»Compliance wird mit Software einfacher«
GRC steht für Governance, Risk, Compliance und geht im professionellen Umfeld inzwischen alle an. Kein Unternehmen kann sich davor drücken, seine Geschäftsprozesse an Compliance-Anforderungen anzupassen. Mit einer entsprechenden Software geht das sogar vergleichsweise einfach, meint Narina Sippy, bei SAP Senior Vice President GRC-Software. Mit ihr sprach Petra Adamik für Informationweek über das Thema und seine Auswirkungen auf Unternehmen.
Narina Sippy, Senior Vice President, Governance-, Risk- und Compliance-Management, SAP
Informationweek: Für welche Firmen oder Organisationen ist Compliance-Software notwendig?

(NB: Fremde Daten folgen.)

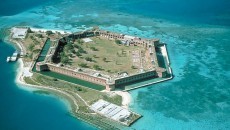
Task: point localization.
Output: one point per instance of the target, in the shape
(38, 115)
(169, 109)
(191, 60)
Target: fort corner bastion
(146, 62)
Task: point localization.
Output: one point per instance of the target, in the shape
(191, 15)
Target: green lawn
(109, 56)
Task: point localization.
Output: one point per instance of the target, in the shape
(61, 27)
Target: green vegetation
(97, 67)
(84, 65)
(87, 54)
(118, 42)
(89, 59)
(49, 32)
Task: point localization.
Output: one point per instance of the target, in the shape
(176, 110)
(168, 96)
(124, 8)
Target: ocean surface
(197, 34)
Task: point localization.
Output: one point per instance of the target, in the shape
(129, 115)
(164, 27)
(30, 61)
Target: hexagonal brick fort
(99, 77)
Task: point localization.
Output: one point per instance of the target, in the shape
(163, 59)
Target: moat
(77, 65)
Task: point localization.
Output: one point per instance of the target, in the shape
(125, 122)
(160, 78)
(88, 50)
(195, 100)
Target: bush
(96, 67)
(49, 33)
(84, 65)
(88, 59)
(118, 41)
(93, 48)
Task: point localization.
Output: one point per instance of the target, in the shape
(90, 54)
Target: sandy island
(24, 70)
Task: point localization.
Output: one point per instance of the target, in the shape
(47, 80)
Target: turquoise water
(44, 51)
(197, 36)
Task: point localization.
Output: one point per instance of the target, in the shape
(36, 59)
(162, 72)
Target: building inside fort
(145, 62)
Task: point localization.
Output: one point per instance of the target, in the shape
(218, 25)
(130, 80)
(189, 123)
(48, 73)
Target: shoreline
(25, 71)
(44, 30)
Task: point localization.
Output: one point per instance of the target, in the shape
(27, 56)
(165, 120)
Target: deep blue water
(197, 36)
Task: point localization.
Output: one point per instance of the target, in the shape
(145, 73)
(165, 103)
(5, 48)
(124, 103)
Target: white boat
(8, 59)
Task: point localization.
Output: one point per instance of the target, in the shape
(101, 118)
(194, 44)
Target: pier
(14, 57)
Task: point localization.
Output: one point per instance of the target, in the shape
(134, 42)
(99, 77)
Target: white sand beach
(44, 30)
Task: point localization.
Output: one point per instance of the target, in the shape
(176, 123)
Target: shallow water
(197, 36)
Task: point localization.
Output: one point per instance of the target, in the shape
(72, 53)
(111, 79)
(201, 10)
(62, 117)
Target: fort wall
(150, 44)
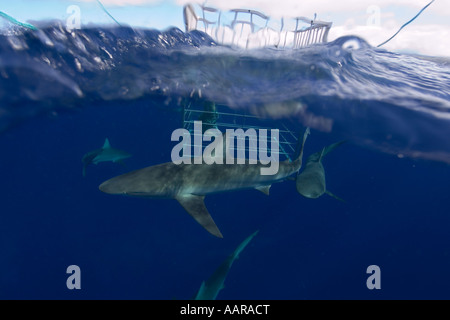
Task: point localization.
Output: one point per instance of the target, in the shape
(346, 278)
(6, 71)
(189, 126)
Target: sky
(373, 20)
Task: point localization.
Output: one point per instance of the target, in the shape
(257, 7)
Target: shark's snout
(110, 187)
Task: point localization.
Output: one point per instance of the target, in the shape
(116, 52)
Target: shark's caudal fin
(331, 147)
(195, 206)
(318, 156)
(334, 196)
(244, 244)
(106, 145)
(300, 148)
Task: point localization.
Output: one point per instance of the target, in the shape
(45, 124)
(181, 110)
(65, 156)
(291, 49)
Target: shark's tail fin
(243, 244)
(299, 149)
(331, 147)
(318, 156)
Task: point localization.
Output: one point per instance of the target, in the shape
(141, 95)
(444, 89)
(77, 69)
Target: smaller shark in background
(211, 287)
(105, 153)
(311, 181)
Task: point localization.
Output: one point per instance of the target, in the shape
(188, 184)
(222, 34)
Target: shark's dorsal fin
(195, 206)
(321, 155)
(106, 145)
(264, 189)
(200, 292)
(334, 196)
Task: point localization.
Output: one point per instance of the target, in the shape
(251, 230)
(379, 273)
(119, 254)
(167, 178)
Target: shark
(310, 182)
(190, 183)
(211, 287)
(105, 153)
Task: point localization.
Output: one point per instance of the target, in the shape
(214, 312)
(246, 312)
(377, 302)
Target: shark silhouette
(211, 287)
(190, 183)
(311, 181)
(105, 153)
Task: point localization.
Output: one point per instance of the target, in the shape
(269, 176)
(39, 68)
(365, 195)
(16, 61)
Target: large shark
(105, 153)
(190, 183)
(211, 287)
(311, 181)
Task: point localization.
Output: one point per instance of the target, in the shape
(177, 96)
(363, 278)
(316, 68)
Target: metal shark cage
(222, 118)
(248, 29)
(252, 29)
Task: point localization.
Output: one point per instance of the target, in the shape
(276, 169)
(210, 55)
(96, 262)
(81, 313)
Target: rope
(11, 19)
(106, 11)
(406, 24)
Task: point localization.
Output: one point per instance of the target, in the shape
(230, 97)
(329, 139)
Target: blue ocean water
(62, 93)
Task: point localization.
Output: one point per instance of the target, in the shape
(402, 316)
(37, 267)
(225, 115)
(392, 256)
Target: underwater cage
(253, 29)
(215, 116)
(249, 29)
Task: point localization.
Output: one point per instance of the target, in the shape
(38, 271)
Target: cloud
(349, 17)
(123, 3)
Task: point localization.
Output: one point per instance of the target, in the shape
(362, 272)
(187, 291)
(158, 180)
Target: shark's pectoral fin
(334, 196)
(195, 206)
(201, 292)
(264, 189)
(121, 162)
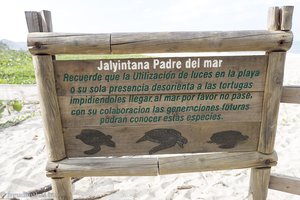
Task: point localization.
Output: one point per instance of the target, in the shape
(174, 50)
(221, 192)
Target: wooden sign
(160, 105)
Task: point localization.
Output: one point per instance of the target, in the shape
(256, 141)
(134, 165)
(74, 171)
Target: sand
(23, 160)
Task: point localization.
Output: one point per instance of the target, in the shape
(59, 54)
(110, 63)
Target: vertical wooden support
(62, 188)
(272, 96)
(44, 71)
(273, 18)
(286, 18)
(260, 177)
(259, 183)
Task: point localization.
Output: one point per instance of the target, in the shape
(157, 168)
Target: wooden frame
(275, 41)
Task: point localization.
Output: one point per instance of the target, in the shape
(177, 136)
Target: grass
(16, 67)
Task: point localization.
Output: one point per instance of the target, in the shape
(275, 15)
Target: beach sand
(23, 159)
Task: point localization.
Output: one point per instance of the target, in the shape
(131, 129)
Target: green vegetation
(15, 66)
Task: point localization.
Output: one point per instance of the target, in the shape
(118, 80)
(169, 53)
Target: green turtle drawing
(227, 139)
(95, 138)
(166, 138)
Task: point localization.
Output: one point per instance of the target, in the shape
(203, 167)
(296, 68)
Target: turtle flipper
(94, 150)
(160, 147)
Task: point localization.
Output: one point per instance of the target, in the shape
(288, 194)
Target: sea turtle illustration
(166, 138)
(95, 138)
(227, 139)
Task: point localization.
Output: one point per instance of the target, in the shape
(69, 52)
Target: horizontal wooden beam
(215, 161)
(290, 94)
(159, 42)
(285, 183)
(67, 43)
(116, 166)
(154, 165)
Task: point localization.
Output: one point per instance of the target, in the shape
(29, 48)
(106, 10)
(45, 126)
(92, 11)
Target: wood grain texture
(238, 64)
(290, 94)
(24, 92)
(68, 43)
(158, 165)
(285, 183)
(211, 162)
(198, 136)
(39, 21)
(158, 42)
(49, 106)
(286, 17)
(102, 114)
(273, 19)
(199, 41)
(259, 182)
(44, 71)
(103, 167)
(272, 96)
(62, 188)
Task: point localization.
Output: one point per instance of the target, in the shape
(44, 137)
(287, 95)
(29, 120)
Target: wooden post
(260, 177)
(259, 183)
(41, 22)
(62, 189)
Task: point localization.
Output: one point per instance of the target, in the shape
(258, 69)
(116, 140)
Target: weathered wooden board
(160, 75)
(133, 110)
(159, 42)
(154, 165)
(157, 139)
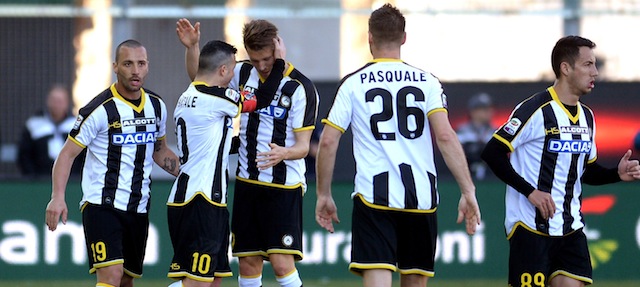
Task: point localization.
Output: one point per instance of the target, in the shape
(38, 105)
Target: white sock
(291, 280)
(250, 282)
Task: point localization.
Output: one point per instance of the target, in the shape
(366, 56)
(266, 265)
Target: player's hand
(326, 212)
(543, 201)
(56, 209)
(270, 158)
(469, 210)
(280, 50)
(189, 35)
(628, 170)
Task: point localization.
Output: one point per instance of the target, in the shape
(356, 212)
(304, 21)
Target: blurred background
(500, 48)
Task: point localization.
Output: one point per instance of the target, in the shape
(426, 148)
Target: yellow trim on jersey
(382, 207)
(554, 95)
(572, 276)
(105, 264)
(520, 223)
(378, 60)
(309, 128)
(190, 276)
(504, 141)
(368, 266)
(76, 142)
(329, 123)
(194, 196)
(134, 275)
(256, 182)
(139, 108)
(417, 271)
(286, 73)
(431, 112)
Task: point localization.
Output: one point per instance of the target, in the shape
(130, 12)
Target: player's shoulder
(99, 100)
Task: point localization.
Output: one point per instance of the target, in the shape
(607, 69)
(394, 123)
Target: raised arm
(453, 155)
(189, 36)
(57, 206)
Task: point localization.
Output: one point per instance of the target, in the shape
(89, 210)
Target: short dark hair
(386, 25)
(129, 44)
(215, 54)
(567, 50)
(259, 34)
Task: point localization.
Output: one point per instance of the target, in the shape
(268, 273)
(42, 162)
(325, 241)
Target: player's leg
(529, 258)
(373, 246)
(284, 238)
(417, 234)
(247, 233)
(376, 278)
(571, 263)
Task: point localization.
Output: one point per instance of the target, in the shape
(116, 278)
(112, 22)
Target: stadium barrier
(29, 250)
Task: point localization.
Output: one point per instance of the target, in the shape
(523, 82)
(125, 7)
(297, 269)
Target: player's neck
(565, 93)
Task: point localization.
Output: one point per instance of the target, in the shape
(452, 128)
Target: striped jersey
(387, 103)
(119, 137)
(294, 108)
(550, 149)
(204, 127)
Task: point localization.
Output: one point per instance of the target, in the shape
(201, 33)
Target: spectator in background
(44, 134)
(475, 133)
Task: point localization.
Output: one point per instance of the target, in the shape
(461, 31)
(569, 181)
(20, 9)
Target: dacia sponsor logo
(138, 122)
(574, 130)
(134, 138)
(569, 146)
(273, 111)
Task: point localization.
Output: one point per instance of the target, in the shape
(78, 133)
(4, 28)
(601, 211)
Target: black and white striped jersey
(550, 150)
(387, 103)
(119, 138)
(204, 127)
(294, 108)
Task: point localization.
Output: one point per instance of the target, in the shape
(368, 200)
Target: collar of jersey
(286, 73)
(118, 96)
(378, 60)
(554, 95)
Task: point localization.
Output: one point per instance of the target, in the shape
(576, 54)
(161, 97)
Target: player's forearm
(456, 161)
(191, 60)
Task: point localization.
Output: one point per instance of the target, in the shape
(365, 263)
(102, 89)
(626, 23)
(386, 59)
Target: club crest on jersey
(512, 126)
(569, 146)
(133, 138)
(76, 125)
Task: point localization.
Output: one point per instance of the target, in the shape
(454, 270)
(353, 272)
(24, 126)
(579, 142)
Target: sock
(291, 280)
(250, 281)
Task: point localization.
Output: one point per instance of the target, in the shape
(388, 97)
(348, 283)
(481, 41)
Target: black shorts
(534, 259)
(199, 234)
(115, 237)
(266, 220)
(391, 239)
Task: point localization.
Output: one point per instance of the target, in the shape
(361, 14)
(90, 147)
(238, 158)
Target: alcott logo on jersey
(569, 146)
(134, 138)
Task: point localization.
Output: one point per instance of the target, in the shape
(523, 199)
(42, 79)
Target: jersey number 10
(403, 113)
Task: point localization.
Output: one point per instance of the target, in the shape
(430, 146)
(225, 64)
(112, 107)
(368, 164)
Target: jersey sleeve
(341, 111)
(304, 108)
(88, 126)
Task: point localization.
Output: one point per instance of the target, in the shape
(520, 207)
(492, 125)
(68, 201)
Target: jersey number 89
(403, 113)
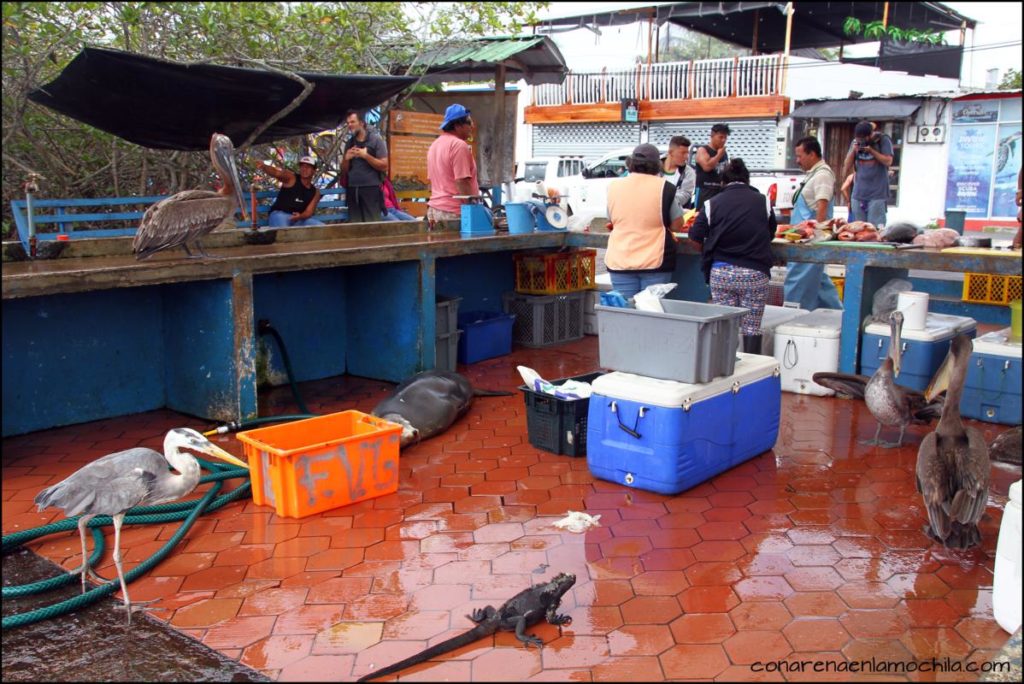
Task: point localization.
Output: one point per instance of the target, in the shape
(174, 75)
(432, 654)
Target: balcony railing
(730, 77)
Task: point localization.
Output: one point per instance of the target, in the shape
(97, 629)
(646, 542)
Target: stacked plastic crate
(550, 296)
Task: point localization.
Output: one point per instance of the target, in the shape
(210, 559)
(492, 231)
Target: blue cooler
(668, 436)
(924, 350)
(476, 220)
(992, 390)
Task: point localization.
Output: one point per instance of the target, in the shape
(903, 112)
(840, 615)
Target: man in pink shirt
(451, 169)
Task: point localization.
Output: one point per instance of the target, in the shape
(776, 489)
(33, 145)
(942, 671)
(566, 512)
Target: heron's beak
(218, 453)
(222, 154)
(896, 341)
(940, 382)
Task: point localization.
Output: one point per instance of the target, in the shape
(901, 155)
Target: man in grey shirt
(364, 162)
(870, 156)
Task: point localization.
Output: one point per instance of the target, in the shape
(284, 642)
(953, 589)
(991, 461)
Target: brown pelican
(952, 461)
(888, 401)
(119, 481)
(188, 215)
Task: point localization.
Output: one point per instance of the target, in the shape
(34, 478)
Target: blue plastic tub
(668, 436)
(476, 220)
(520, 218)
(485, 335)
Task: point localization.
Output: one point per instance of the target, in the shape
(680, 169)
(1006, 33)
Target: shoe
(752, 344)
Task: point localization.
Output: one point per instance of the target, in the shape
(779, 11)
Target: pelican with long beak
(887, 400)
(952, 461)
(186, 216)
(117, 482)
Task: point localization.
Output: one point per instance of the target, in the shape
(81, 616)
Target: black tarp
(172, 105)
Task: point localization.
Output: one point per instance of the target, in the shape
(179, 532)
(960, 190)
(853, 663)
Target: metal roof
(814, 24)
(535, 58)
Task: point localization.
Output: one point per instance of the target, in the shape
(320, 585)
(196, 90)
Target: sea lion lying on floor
(428, 403)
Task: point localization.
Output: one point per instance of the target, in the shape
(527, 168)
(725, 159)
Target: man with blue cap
(451, 169)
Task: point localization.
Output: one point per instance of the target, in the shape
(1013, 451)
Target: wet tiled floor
(797, 563)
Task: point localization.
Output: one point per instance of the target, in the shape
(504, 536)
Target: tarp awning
(814, 24)
(172, 105)
(535, 58)
(896, 108)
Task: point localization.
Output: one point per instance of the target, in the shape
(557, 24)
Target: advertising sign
(969, 175)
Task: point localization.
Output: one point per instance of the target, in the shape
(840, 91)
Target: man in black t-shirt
(298, 198)
(710, 162)
(364, 162)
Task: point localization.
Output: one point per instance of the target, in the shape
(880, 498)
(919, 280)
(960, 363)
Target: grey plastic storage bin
(690, 342)
(545, 319)
(446, 321)
(446, 351)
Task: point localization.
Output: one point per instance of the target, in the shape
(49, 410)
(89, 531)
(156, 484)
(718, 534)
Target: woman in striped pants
(734, 229)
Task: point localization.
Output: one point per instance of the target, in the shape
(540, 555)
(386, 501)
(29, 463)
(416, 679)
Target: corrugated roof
(487, 49)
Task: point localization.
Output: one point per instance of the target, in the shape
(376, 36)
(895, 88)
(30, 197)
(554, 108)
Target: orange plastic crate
(317, 464)
(991, 289)
(555, 272)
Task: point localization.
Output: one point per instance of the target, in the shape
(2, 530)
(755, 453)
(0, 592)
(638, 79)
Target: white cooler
(808, 345)
(772, 318)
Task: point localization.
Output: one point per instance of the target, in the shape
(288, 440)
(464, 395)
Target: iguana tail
(489, 392)
(445, 646)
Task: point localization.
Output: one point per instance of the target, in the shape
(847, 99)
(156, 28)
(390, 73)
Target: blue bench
(120, 216)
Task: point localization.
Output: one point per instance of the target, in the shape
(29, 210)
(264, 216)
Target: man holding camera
(869, 156)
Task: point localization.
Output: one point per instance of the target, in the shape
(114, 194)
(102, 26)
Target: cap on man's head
(454, 113)
(647, 153)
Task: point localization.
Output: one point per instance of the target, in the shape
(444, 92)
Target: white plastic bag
(650, 298)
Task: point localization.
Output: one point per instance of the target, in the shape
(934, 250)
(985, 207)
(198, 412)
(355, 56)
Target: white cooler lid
(937, 327)
(819, 323)
(672, 394)
(997, 343)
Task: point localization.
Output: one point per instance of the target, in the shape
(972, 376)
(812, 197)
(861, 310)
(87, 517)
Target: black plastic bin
(557, 425)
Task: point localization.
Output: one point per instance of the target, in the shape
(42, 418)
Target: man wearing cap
(298, 197)
(869, 157)
(643, 214)
(451, 169)
(363, 167)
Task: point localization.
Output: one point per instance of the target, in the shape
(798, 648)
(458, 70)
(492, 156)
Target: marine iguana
(524, 609)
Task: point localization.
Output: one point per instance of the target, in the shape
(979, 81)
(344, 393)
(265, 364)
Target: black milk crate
(446, 351)
(557, 425)
(446, 321)
(545, 319)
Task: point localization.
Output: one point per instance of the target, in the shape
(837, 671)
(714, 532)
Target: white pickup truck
(588, 191)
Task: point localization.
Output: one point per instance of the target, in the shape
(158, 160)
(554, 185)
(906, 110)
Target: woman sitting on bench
(298, 198)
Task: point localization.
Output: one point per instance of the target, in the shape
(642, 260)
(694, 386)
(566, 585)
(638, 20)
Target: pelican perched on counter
(188, 215)
(952, 461)
(122, 480)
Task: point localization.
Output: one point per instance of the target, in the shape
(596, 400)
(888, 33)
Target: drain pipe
(31, 186)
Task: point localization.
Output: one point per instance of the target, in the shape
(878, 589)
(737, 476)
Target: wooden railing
(729, 77)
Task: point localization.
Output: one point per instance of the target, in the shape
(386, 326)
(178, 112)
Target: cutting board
(982, 251)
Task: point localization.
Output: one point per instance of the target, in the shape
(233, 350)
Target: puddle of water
(95, 644)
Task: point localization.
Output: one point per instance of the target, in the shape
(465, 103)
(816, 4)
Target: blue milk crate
(668, 436)
(924, 350)
(992, 389)
(476, 220)
(484, 335)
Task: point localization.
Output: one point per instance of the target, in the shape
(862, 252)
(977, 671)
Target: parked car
(588, 193)
(539, 173)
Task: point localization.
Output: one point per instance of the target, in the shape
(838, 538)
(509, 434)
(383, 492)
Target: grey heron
(113, 484)
(188, 215)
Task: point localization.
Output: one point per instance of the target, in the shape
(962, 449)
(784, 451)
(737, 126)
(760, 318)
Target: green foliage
(76, 160)
(877, 31)
(1011, 80)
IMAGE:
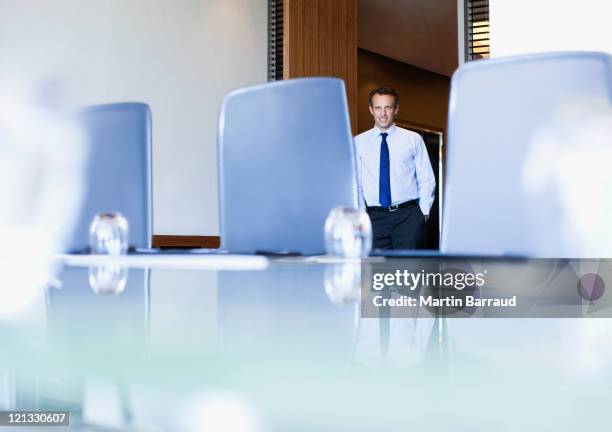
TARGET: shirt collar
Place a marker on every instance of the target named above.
(376, 131)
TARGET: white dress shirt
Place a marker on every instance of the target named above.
(411, 173)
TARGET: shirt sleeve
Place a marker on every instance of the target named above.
(425, 179)
(360, 197)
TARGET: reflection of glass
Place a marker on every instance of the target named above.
(109, 278)
(108, 234)
(348, 233)
(343, 283)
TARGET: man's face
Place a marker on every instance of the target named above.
(383, 110)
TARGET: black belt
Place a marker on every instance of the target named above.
(393, 207)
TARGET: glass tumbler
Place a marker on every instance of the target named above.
(108, 234)
(348, 233)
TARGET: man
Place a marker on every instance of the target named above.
(396, 181)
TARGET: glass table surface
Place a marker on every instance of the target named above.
(283, 346)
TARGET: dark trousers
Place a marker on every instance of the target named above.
(400, 229)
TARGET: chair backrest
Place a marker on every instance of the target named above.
(286, 158)
(496, 109)
(118, 174)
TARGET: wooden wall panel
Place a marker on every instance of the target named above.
(320, 39)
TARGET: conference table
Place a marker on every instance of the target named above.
(253, 343)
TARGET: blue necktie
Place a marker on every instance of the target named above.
(384, 180)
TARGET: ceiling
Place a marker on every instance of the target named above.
(422, 33)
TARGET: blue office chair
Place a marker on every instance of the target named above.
(286, 158)
(496, 109)
(118, 174)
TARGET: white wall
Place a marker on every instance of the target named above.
(179, 56)
(526, 26)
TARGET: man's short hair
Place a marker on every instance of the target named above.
(384, 91)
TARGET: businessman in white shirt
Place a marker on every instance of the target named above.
(396, 181)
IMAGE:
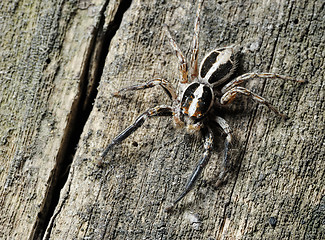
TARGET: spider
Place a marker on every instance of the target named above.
(193, 107)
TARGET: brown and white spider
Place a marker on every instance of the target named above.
(194, 105)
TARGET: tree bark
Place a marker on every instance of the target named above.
(61, 63)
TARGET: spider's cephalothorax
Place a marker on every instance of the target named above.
(193, 107)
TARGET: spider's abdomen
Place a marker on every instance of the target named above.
(197, 100)
(217, 66)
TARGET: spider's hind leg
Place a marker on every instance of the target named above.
(249, 76)
(208, 144)
(156, 111)
(226, 128)
(230, 95)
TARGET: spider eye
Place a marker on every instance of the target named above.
(217, 66)
(197, 100)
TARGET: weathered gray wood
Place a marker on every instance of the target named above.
(45, 48)
(278, 172)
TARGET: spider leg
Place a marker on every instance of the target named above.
(225, 127)
(156, 111)
(195, 44)
(168, 88)
(181, 59)
(230, 95)
(248, 76)
(200, 165)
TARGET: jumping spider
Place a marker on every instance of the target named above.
(193, 107)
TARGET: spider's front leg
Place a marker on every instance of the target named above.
(156, 111)
(208, 144)
(195, 44)
(181, 59)
(230, 95)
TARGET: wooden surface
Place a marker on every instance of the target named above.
(54, 122)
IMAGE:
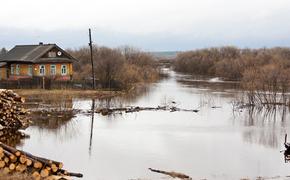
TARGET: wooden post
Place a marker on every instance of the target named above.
(92, 61)
(92, 125)
(43, 82)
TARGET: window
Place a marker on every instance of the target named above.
(29, 70)
(42, 70)
(12, 70)
(63, 70)
(52, 54)
(52, 69)
(17, 69)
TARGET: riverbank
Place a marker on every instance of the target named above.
(70, 93)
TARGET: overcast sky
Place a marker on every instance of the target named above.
(148, 24)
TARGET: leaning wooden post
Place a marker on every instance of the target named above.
(92, 61)
(43, 83)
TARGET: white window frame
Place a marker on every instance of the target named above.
(40, 70)
(64, 70)
(52, 69)
(30, 70)
(17, 69)
(51, 54)
(12, 69)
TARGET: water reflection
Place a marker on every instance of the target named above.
(92, 125)
(262, 124)
(216, 142)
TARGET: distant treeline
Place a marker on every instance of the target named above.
(265, 73)
(230, 62)
(115, 68)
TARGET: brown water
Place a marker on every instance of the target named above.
(215, 143)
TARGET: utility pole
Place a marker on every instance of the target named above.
(92, 61)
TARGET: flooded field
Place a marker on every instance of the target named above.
(217, 142)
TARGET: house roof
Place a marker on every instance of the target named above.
(33, 54)
(2, 64)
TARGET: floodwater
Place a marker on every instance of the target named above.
(217, 142)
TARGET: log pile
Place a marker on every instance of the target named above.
(12, 114)
(17, 161)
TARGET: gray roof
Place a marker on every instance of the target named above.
(32, 54)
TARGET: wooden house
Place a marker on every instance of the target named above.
(42, 60)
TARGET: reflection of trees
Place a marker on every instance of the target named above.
(263, 125)
(124, 100)
(206, 84)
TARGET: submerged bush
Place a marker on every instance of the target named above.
(115, 68)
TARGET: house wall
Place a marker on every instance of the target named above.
(3, 73)
(23, 72)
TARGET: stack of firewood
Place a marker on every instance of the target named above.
(13, 160)
(12, 114)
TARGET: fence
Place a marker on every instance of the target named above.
(44, 83)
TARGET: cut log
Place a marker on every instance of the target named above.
(44, 173)
(2, 164)
(36, 175)
(12, 166)
(172, 174)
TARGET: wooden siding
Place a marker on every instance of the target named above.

Narina Sippy: Alle Unternehmen, unabhängig von Rechtsform, Größe, Branche oder Standort, unterliegen in der einen oder anderen Weise Compliance-Anforderungen. Bei Organisationen in stark regulierten Branchen kann Compliance die Erfüllung bestimmter Rechnungslegungsanforderungen bedeuten. Bei anderen wird Compliance vielleicht eher durch die Anwendung interner Prozesse oder Vorgehensweisen erreicht, die eine umfassende Lenkung sowie die Aufsicht über die Unternehmensabläufe ermöglichen. Für viele andere Organisationen ist Compliance jedoch eine Kombination aus beidem. Governance, Risk und Compliance-Technologien unterstützen Unternehmen beliebiger Größe bei der Automatisierung und Steuerung der Compliance gemäß der für sie geltenden gesetzlichen Vorschriften und unternehmensinternen Richtlinien.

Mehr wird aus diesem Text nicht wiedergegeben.